Hikâye, “barışçıl” Batı’nın “tehlikeli” Doğu’dan korkmasını eleştirerek oryantalizme de karşı çıkar. Anlatıcı, romana Körfez Savaşı’nda Irak’ın bombalanmasıyla başlar. Basra Körfezi’nin duman altında kalan siyah denizi, alevlerle dans eden dalgalarla çevrilidir. Kemiklerle tohumlanmış boş çöllerde ölüm kol geziyordur. Irak’a olan coğrafi mesafesine rağmen Ankara’ya gelmeye korkan Batılı akademisyenler, kendi ülkelerinin savaştaki rolünü göz ardı eder.

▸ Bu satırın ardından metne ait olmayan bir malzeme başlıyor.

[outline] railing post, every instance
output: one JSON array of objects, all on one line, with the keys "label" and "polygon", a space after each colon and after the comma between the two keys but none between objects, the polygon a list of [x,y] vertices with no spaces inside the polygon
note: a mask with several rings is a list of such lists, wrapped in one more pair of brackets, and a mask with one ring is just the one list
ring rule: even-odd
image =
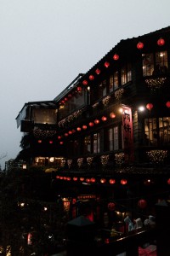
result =
[{"label": "railing post", "polygon": [[170,203],[162,201],[156,205],[157,256],[170,255]]}]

Türkçede masalların “bir varmış bir yokmuş” sözleriyle başladığına değinen hikâyede Cin, Gillian’ın aldığı transparan cam vazo gibi hem var hem yoktur. Peri Palas otelinin ismi de metnin kurgusallığını vurgular. Fakat Şehrazat hikayelerinin kahramanı Cin, fantastik olduğu kadar gerçektir de. Günümüzde bile Avrupa’ya hâkim oryantal Doğu fanteziyle tenis maçı izleyerek dalga geçer! Yeats, Chaucer ve Milton gibi ünlü yazarlardan alıntı veren, Gılgamış destanını anlatan, Hürrem Sultan gibi tarihteki güçlü kadınları öven roman, Doğu ve Batı kültürleri arasında bir köprü kurar.

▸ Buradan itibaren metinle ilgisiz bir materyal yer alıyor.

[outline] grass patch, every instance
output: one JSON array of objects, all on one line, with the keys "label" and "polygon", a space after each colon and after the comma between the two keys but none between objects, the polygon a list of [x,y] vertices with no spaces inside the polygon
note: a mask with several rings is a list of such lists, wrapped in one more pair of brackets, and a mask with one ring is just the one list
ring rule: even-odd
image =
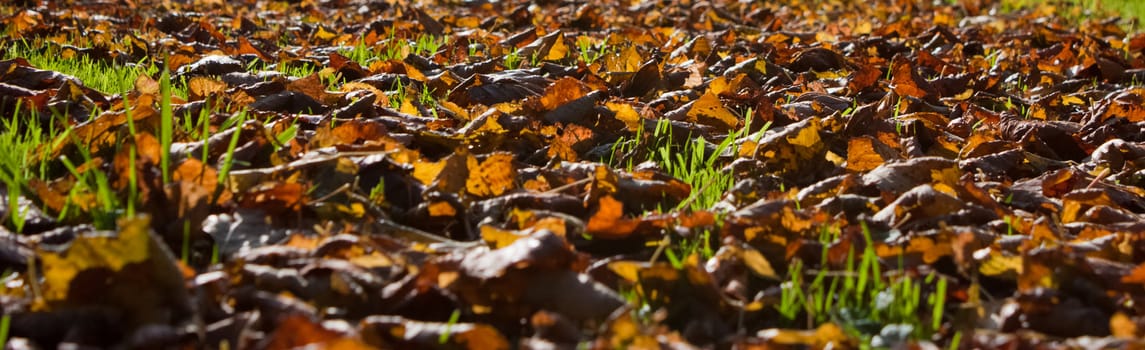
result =
[{"label": "grass patch", "polygon": [[[919,278],[907,271],[882,271],[870,231],[866,222],[861,225],[866,247],[847,253],[843,271],[826,268],[828,245],[823,245],[819,270],[793,261],[776,310],[792,324],[805,320],[808,328],[835,323],[875,347],[930,339],[942,325],[946,279],[934,273]],[[837,238],[837,231],[820,234],[823,241]]]},{"label": "grass patch", "polygon": [[158,67],[153,64],[147,66],[142,64],[108,64],[92,61],[87,56],[55,45],[34,46],[26,41],[19,41],[3,48],[3,59],[16,57],[27,59],[27,63],[37,69],[76,77],[84,82],[84,86],[104,94],[126,93],[135,86],[135,78],[139,75],[158,72]]}]

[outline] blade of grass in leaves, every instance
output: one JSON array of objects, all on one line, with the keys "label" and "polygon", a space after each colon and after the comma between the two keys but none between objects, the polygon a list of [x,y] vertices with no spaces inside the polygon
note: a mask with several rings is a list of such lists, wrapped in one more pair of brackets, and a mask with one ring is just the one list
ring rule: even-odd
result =
[{"label": "blade of grass in leaves", "polygon": [[8,328],[11,327],[11,315],[0,317],[0,344],[8,343]]},{"label": "blade of grass in leaves", "polygon": [[127,117],[127,133],[132,136],[131,146],[127,149],[127,216],[135,217],[135,198],[137,194],[135,178],[135,120],[132,118],[131,100],[124,95],[124,114]]},{"label": "blade of grass in leaves", "polygon": [[171,110],[171,73],[159,75],[159,167],[163,183],[171,182],[171,142],[174,133],[174,113]]},{"label": "blade of grass in leaves", "polygon": [[[219,165],[219,178],[220,184],[224,183],[227,176],[230,174],[231,166],[235,165],[235,148],[238,146],[238,137],[243,134],[243,124],[246,122],[246,111],[238,112],[235,119],[235,133],[230,135],[230,142],[227,144],[227,154],[223,158],[222,164]],[[206,143],[206,141],[204,141]],[[205,151],[204,151],[205,152]],[[212,205],[216,204],[219,200],[219,194],[222,193],[226,186],[215,188],[214,198],[211,200]]]}]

Bu dönem, Universitat Autonoma de Barcelona’da, birlikte proje geliştirdiğim İngiliz hocaya, Byatt’ın kısa romanından esinlenerek bir çeşmibülbül hediye ettim. İstanbul’dan kırmadan taşımayı başardığım mavi spiral desenli cam vazoya merakla bakan meslektaşıma, Gillian’ın şişesinden çıkan cini anlattım. Oldukça yoğun çalışan arkadaşımın “Bir cine çok ihtiyacım var” demesiyle başlayan keyifli sohbetimizden bir süre sonra A. S. Byatt’ın ölüm haberini aldık. Öğrenciliğimden profesörlüğe uzanan ve Milwaukee-İstanbul-Barselona ekseninde yürüyen akademik çalışmalarımda bana hep eşlik eden romanla birlikte yazarı da benim için hep hayatta olacak.

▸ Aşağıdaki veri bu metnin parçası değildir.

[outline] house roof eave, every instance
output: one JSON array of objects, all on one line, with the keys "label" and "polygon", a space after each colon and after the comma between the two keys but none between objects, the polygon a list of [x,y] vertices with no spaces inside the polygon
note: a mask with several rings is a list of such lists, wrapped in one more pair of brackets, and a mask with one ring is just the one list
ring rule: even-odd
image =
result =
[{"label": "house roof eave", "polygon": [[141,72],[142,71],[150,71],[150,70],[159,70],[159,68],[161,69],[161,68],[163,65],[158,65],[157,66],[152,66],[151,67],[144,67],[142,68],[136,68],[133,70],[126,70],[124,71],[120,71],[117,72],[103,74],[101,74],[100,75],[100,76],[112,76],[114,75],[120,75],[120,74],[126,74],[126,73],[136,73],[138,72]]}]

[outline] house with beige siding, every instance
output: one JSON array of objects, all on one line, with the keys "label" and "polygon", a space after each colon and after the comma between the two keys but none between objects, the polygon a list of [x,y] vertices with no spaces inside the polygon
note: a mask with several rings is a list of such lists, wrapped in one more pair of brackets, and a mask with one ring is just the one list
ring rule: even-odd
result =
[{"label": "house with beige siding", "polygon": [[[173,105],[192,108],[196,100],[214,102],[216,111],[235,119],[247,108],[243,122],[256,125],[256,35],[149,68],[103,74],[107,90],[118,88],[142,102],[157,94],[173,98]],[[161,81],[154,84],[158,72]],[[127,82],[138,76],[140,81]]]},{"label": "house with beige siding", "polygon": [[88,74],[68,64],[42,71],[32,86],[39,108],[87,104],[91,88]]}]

Sevgili Naz ne kadar güzel anlatmışsın geçmişten bugüne taşınan bir efsane, bir yazar ve senin akademik yolculuğunu… Byatt benim de akademik kariyerimin başında çok ilham verici olmuştu. O zamanlar İngiliz Kültür yıllık All Turkey konferansları düzenlerdi ve benim gibi çok kişi Byatt’ı bu konferanslarda dinleme ve tanışma imkanı bulmuştu. Sanırım Cevat hoca ile de oradan tanışıktı. Oya Başak hocamız da çok iyi tanırdı yazarı. O güzel günlerden bir kişi daha eksildi ne yazık! Nur içinde yatsın!
Çok teşekkürler Işıl Hanım. Beğenmenize sevindim. Byatt ve Winterson gibi kadın yazarları okuttuğunuz seçmeli dersinizi dün gibi hatırlıyorum. Sizi adeta büyülenmiş gibi dinlerdik. Yıllar boyunca sizlerden aldığım ilham yazılarıma da yansıyor.